I'm having trouble even getting frustrated about it anymore. These people are just clearly not playing the same game I am, have never been playing the same game I am, and have no interest in designing a game I would want to play.
If I am ever asked why I'm not interested in 5ED, I'm going to quote you.
@Denada: Sounds like the Scion adventure module and rule tweaks I'm writing right now, only mine is set in WW2
Not only that, but you can't take immediate actions on your turn (it's harder to react to a reaction). So action sequences greater than one reaction can happen, but it's pretty rare in my experience. PCs would have to be loaded with reactive-style free actions.
It's getting harder, indeed. As time has worn on my friends' interest has waned, in part because of the slog but also because it's becoming obvious that this is not our game.

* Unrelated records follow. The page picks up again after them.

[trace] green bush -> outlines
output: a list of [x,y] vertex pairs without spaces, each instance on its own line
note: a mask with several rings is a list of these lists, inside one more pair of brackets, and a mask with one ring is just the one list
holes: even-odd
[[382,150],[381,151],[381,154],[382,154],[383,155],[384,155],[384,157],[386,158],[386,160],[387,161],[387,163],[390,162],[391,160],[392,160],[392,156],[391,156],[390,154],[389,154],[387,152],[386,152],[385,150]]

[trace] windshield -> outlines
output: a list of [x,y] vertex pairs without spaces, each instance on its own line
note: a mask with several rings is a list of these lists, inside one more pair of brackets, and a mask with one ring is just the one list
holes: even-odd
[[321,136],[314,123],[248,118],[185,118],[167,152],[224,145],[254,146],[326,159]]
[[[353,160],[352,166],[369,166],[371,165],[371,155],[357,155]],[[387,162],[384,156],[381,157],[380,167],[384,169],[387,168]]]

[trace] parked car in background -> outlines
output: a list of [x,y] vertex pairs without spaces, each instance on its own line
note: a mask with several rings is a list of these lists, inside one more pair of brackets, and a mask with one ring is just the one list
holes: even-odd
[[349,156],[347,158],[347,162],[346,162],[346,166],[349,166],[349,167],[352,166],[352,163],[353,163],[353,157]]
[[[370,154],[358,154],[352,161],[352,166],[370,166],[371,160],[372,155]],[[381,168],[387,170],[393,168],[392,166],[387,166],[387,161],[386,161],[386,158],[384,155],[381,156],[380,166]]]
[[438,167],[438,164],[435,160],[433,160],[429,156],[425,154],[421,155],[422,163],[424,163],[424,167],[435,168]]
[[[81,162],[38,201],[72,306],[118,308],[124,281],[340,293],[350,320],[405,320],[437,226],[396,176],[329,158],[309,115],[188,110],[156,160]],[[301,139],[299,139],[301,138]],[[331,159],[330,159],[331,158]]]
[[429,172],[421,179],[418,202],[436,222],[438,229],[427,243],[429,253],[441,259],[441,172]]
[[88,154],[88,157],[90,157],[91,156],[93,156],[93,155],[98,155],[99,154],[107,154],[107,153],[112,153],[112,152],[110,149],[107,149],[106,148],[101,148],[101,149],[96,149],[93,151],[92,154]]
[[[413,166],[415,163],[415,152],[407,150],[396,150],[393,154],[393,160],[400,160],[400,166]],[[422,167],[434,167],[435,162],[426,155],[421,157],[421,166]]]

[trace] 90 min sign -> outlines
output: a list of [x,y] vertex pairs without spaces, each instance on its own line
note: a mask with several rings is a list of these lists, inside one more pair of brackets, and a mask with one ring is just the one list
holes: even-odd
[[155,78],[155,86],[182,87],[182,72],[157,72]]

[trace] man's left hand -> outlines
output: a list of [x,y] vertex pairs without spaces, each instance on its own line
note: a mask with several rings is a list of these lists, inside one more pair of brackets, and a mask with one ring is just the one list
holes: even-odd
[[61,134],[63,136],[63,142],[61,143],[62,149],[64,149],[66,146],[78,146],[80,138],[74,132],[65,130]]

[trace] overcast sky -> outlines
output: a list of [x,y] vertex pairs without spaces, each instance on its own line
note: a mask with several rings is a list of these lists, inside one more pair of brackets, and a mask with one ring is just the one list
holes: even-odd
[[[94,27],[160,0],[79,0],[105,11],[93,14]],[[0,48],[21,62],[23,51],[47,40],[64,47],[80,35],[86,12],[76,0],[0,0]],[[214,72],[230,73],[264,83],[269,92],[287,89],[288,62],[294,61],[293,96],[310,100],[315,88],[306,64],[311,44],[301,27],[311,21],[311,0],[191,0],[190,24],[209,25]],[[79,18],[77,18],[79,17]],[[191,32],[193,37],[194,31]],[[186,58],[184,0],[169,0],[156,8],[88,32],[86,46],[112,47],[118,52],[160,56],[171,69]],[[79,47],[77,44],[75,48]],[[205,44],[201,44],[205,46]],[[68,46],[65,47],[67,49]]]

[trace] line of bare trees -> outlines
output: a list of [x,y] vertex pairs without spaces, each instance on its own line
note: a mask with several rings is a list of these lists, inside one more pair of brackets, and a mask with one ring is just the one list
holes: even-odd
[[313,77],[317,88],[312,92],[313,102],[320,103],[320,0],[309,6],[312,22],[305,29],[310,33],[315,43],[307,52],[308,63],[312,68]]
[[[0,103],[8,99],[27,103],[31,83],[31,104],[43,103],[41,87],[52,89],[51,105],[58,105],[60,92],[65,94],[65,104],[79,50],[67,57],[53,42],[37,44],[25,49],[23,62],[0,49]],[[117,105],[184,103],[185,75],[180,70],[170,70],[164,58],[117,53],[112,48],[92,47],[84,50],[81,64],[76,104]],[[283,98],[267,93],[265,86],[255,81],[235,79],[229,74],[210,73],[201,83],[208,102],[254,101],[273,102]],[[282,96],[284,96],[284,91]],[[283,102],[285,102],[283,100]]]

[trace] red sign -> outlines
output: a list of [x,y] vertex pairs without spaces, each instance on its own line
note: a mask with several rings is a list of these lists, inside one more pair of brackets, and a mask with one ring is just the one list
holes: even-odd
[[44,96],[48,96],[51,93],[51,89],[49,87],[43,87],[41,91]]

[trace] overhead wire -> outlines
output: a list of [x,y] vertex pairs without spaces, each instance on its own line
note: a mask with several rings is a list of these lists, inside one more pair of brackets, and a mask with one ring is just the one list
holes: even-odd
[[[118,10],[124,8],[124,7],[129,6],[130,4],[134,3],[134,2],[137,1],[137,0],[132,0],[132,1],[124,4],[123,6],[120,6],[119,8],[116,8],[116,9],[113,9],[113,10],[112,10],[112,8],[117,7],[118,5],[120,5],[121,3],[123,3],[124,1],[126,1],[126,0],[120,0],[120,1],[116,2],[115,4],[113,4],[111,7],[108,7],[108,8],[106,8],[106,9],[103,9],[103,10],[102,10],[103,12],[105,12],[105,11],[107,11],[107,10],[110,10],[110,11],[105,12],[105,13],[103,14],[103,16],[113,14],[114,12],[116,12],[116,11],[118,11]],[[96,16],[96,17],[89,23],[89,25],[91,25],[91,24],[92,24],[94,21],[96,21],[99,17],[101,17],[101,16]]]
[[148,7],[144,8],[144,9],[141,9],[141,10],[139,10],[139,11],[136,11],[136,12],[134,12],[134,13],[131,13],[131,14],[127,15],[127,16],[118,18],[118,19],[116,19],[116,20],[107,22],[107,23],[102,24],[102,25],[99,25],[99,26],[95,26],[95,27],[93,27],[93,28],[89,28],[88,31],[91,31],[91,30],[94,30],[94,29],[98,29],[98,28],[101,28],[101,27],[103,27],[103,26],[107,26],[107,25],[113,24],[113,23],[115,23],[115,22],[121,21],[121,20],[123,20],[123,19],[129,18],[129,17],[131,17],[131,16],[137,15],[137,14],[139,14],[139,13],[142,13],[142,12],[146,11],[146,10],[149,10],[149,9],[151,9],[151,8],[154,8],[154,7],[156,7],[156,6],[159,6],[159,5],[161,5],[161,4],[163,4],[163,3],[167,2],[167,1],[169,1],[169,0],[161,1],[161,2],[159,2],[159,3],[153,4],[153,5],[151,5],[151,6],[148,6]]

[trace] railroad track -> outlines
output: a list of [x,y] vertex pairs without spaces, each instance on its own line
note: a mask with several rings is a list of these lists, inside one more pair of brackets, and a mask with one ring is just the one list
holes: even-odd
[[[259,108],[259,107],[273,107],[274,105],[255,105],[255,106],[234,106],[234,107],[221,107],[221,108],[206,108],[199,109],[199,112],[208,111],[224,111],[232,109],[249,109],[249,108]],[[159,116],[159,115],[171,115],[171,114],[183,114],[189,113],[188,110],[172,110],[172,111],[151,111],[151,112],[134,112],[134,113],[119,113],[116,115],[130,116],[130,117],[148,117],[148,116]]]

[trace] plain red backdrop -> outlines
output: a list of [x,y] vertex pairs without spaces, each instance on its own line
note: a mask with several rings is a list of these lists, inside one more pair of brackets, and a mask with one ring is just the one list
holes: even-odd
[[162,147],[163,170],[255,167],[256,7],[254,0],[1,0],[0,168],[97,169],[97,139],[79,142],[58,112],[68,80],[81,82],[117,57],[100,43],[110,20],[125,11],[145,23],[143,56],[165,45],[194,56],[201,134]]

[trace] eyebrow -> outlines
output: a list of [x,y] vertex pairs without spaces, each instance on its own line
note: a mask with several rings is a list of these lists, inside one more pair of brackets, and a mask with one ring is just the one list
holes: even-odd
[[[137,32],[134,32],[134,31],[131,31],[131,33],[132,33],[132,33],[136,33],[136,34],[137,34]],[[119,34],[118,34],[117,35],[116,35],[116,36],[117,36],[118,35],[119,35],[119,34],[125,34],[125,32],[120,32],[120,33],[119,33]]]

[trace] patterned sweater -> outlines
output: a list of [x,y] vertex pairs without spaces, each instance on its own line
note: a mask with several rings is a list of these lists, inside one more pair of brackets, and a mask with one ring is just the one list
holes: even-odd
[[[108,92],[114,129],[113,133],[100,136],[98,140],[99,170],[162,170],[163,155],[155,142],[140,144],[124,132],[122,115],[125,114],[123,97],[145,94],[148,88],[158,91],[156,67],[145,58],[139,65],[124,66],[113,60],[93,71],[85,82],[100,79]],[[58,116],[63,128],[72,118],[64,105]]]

I'm kind of excited. I haven't grognarded over anything yet.
Sadly, there are plenty of people who look on 'player agency' as 'player entitlement'.
I should get some whiskey from the cupboard and have a drink every time someone at WOTC takes a step backwards in game design.
oh
shit
Player of Li Mei Feng, Monkey Princess, The Dresden Files Low Profile
GM of Monsterhearts: Blackwood
But it also misses the problem that turns took ages because of increasingly exploding multiple attack powers too - where someone was working out resolving 3+ attacks in a single round (sometimes before an action point). A tigher action economy from the start would have really helped a lot of the late game problems that 4E faced immensely.